On January the 2nd 2019 the yen received a large boost in value through fundamentals causing known forex pairs to crash.
As of writing this article the yearly low sits at around the 70.690 region, do I think we will we see AUD/JPY test these levels again this year?
The short answer is: Yes.
Let me explain my opininon and why this may happen below:
As of writing this article the currently price of AUD/JPY is 75.593 after rejecting the 50 smoothed moving average on the 4 hour candle charts. It also rejected off the 50 smoothed moving average on the daily candle charts at the beginning of last week.
I would also like to add that the daily candle charts have also rejected off of the known Fibonacci and resistance level in the region of 75.200 / 75.300. Due to the higher time frame, this tends to be a bearish sign of which would usually point towards the next Fibonacci level below; which in this case is the yearly lows of 2019 (70.690).
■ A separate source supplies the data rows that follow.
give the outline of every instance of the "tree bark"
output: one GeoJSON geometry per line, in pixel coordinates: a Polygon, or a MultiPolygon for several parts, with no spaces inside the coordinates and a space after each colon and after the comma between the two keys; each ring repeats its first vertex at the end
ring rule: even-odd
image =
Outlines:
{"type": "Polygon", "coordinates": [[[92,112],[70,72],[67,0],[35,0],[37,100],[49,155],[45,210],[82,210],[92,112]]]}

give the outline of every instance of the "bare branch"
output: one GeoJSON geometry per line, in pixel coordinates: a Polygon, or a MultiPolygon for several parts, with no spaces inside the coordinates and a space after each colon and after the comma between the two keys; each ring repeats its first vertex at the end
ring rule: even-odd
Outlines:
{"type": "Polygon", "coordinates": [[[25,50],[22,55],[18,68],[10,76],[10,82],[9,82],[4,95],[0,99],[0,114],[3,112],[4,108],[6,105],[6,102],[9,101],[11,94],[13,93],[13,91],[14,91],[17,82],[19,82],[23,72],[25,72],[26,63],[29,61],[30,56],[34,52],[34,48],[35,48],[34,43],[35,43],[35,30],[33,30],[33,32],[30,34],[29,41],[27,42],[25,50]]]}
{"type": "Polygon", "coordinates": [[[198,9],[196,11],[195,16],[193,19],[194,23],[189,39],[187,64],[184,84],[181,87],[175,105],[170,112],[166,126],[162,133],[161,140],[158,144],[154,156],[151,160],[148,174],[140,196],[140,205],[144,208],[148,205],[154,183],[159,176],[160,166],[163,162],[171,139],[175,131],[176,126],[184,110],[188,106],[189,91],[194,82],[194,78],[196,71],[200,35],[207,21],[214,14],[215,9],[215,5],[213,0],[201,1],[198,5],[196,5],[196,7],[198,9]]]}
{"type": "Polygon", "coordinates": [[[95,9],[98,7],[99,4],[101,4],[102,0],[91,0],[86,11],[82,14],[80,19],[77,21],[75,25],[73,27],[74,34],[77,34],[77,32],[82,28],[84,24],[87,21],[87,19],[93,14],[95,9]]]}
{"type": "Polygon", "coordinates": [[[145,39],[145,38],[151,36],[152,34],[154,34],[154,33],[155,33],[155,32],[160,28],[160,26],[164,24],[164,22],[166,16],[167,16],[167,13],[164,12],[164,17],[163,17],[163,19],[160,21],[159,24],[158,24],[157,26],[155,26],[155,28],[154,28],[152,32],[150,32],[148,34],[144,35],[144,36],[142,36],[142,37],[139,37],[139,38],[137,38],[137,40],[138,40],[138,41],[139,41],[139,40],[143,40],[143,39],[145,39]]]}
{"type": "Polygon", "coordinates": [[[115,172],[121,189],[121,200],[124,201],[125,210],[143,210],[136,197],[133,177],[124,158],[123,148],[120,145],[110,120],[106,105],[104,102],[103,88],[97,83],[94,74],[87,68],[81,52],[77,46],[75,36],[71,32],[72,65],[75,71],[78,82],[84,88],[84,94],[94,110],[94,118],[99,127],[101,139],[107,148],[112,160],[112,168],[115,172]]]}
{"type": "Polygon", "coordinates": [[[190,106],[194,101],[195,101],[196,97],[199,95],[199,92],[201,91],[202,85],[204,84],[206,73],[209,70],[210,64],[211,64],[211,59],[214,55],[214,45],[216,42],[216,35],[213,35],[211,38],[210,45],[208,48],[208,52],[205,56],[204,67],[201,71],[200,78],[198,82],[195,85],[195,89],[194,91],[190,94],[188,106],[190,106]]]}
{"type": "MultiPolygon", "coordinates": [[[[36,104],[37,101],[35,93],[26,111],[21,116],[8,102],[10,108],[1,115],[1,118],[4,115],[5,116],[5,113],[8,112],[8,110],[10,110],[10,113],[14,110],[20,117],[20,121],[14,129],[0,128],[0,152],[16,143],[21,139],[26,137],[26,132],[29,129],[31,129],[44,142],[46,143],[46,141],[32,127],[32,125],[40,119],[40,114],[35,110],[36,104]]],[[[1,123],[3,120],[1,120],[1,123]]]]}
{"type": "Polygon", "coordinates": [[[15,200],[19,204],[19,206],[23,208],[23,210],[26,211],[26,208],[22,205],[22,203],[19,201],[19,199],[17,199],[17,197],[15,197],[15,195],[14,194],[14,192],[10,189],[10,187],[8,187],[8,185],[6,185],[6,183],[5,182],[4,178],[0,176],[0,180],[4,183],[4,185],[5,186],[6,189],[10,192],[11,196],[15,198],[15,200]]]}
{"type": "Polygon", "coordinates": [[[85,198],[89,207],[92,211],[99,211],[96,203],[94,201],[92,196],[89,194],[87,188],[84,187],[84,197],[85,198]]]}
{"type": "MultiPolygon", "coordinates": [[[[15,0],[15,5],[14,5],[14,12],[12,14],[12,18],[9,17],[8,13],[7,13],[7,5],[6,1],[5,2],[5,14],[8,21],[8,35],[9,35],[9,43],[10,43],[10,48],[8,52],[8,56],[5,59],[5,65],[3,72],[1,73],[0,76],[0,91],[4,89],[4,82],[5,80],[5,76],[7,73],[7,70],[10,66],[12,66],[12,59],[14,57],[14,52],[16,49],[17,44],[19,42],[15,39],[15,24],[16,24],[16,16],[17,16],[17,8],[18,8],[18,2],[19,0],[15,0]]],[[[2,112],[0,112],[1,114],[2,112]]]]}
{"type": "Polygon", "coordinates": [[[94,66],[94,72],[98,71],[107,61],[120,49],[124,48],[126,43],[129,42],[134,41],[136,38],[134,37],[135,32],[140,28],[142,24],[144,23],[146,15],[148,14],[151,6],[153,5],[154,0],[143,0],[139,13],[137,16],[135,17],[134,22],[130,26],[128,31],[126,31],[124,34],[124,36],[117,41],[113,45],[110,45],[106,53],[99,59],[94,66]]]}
When deciding the entry point and confirmation of analysis; I found that a sucessful break below 74.00 would confirm this scenario, ultimately creating a new lower low and lower high on the daily candle charts.
When will this analysis be invalidated?
A break through the 50 Smoothed Moving Average on the daily candle charts would begin to invalidate this anlalysis, with final confirmations when breaking back above the 100 and 200 Smoothed Moving Average daily candle charts.
At this stage we would likely begin to see a Golden Cross forming throughout our 50,100 and 200 Smoothed Moving Average's of which would further invalidate our bearish bias and instead create a bullish bias hinting towards the phsycholigical resistance level located at 80.00, which was previously reached in April 2019.